Sterling slides lower on wider trade deficit

As expected, the gains on UK equities remained short-lived after the Royal Dutch Shell (LONDON:RDSa) - BG Group (LONDON:BG) merger. The FTSE 100’s failure to clear resistance at 7000/7060 signals that the FTSE has certainly topped and is ready for a downside correction in line with the UK’s uncertain pre-election context. The GBP/USD slid to a week low in London amid the UK’s trade deficit widened significantly faster than expected in February (£ -2,859 verse £-1,500 expected, last month £ -616 revised up to £ -1,536). Today’s slide solidifies resistance pre-1.5020/55 and paves the way for further drop to 1.4620/35 zone (technical target/Mar 18 FOMC reaction low). Large vanilla puts trail below 1.4750 for today expiry and should add further weight on the sell side if activated.

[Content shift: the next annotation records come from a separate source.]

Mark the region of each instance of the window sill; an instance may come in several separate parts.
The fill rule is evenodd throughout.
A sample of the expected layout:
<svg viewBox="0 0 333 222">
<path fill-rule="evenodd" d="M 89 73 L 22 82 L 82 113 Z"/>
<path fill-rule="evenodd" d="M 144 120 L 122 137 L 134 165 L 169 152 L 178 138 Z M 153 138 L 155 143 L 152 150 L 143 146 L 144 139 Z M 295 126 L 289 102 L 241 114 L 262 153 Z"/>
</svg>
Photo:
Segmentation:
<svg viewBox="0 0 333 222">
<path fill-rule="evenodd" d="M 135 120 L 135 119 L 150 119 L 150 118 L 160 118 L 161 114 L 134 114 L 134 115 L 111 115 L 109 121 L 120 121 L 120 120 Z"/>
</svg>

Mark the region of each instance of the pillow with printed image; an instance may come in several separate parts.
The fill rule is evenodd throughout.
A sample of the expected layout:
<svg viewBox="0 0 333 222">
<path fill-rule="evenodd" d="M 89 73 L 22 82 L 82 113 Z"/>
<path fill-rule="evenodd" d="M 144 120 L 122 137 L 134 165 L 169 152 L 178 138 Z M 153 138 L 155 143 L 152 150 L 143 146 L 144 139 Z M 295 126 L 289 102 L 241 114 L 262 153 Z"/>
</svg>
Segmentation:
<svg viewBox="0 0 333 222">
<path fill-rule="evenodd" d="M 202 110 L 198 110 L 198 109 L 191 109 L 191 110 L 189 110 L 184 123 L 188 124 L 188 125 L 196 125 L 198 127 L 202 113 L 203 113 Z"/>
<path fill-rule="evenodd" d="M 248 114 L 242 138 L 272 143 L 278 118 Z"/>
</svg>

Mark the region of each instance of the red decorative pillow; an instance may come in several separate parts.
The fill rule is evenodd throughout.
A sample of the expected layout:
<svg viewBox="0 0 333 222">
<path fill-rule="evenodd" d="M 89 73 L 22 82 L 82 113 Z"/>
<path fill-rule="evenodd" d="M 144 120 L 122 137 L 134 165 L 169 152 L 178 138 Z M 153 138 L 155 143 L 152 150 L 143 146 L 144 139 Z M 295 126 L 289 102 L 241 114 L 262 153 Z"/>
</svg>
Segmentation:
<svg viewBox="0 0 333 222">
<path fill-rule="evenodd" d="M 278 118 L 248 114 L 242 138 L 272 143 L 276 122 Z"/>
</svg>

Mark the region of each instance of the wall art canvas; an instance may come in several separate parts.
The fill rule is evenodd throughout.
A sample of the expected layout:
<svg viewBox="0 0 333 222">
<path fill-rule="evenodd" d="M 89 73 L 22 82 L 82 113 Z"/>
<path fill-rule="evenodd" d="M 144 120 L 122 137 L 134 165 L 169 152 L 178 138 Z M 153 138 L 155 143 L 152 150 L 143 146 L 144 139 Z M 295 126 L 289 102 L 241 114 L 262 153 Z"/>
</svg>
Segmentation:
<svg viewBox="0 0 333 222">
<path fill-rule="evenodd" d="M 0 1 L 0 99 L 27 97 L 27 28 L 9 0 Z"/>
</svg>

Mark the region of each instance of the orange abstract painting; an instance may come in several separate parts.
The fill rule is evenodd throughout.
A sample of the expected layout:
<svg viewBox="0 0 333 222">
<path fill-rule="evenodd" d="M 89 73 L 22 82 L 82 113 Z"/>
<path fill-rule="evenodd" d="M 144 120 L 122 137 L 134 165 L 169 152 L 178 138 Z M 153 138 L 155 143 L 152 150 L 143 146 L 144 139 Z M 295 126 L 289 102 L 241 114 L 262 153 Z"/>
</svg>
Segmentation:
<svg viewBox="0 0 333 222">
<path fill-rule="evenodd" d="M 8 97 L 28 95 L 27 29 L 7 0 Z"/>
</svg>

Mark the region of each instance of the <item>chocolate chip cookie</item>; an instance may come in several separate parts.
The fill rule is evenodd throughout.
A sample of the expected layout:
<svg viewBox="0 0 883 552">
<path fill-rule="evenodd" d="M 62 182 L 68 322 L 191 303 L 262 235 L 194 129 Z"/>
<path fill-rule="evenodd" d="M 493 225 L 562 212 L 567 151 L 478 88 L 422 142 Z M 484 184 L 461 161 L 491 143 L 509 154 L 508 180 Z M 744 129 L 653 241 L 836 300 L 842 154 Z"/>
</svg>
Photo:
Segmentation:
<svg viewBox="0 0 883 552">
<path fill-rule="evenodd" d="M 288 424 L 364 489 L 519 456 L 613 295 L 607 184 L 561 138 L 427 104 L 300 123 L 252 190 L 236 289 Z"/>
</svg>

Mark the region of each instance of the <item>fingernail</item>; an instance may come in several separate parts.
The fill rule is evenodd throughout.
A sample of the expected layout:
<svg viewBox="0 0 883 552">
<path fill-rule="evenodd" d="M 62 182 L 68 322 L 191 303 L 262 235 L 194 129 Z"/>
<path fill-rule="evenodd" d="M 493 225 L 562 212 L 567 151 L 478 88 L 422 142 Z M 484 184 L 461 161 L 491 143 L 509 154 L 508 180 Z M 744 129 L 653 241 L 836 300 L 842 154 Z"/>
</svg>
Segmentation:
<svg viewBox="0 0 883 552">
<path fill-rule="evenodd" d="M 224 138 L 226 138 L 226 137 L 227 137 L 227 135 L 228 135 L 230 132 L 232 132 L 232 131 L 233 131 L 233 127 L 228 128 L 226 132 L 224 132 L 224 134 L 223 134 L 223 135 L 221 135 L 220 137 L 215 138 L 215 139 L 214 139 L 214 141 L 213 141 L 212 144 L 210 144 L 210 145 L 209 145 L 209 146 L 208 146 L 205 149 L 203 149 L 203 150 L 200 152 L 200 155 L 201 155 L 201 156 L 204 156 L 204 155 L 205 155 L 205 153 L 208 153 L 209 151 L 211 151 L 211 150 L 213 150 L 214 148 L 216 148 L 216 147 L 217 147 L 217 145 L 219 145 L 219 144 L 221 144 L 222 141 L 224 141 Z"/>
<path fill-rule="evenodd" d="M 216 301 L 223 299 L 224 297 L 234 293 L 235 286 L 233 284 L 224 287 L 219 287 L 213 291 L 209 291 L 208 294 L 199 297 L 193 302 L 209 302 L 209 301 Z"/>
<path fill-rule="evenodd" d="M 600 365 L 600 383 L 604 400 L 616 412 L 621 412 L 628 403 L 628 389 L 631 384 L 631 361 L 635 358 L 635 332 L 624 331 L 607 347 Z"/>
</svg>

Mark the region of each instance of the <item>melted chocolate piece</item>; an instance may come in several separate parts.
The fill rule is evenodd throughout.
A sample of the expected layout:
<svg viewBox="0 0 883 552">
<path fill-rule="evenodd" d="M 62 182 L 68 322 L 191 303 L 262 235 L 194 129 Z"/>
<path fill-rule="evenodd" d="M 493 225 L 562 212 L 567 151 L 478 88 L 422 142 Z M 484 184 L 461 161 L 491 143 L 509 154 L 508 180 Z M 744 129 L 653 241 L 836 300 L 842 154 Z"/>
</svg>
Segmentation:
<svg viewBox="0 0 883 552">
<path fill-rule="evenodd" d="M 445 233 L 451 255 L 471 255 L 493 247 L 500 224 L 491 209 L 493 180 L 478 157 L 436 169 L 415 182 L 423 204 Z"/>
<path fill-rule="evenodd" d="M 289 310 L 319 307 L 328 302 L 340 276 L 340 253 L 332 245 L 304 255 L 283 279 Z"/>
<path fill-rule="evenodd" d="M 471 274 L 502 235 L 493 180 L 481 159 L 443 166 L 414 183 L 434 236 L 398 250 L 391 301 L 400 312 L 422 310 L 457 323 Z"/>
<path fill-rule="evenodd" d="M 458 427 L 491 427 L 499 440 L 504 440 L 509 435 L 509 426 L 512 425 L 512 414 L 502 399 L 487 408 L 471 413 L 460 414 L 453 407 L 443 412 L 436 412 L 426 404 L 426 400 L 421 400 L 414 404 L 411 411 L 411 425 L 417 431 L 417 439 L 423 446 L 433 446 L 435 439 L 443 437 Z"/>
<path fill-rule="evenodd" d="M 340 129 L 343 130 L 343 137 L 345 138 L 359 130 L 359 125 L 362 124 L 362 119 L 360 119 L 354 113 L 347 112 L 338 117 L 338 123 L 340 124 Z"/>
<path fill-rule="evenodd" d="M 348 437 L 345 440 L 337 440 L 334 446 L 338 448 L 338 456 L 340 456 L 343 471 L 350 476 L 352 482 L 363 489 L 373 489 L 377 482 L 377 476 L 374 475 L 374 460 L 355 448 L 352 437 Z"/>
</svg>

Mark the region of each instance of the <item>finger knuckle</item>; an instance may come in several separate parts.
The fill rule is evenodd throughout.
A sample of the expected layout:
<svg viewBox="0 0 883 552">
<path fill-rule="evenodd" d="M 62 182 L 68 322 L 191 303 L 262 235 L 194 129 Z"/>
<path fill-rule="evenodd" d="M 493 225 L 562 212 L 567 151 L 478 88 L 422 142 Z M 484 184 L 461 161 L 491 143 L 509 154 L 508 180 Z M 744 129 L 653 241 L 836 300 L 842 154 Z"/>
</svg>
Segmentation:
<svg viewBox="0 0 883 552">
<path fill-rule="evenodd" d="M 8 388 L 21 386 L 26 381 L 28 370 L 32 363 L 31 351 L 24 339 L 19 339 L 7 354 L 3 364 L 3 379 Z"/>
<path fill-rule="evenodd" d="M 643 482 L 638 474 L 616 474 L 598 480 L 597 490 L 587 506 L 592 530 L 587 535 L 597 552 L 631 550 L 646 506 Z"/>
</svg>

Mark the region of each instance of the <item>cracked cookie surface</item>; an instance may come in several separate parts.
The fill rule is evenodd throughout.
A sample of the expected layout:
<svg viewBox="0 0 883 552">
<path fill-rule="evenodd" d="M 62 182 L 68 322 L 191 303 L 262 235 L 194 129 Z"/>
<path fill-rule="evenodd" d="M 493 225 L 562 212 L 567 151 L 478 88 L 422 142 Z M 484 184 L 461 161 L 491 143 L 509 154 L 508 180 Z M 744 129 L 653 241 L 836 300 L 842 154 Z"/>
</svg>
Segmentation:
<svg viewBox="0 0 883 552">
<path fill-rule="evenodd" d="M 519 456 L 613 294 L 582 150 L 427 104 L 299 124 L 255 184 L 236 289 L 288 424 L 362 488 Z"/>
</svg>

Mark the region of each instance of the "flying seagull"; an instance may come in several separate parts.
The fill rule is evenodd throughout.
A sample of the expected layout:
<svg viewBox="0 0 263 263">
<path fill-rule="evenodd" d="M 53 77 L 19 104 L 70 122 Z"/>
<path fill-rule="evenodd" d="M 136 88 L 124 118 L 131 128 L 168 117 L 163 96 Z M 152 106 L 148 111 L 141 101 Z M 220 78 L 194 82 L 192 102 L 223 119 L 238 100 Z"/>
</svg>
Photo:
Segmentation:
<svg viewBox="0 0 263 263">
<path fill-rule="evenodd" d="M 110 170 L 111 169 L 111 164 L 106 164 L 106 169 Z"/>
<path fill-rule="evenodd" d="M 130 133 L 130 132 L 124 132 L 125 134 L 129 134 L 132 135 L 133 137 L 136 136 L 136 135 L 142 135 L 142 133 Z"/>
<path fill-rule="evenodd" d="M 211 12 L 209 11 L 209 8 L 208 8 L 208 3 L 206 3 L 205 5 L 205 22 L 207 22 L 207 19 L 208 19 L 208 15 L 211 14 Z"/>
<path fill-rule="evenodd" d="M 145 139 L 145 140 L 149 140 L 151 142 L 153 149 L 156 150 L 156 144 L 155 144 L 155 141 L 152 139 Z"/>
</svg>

The BoE verdict is expected to be a non-event today. The BoE’s pre-election silence will last for another month, and in the absence of BoE hawks in the market place, the Sterling complex should remain anchored on the downside.

In focus today: Japan Mar (P) Machine Tool Orders YoY, UK Feb Trade Balance, BoE Bank Rate and Asset Purchases Target and US Feb Wholesale Inventories MoM.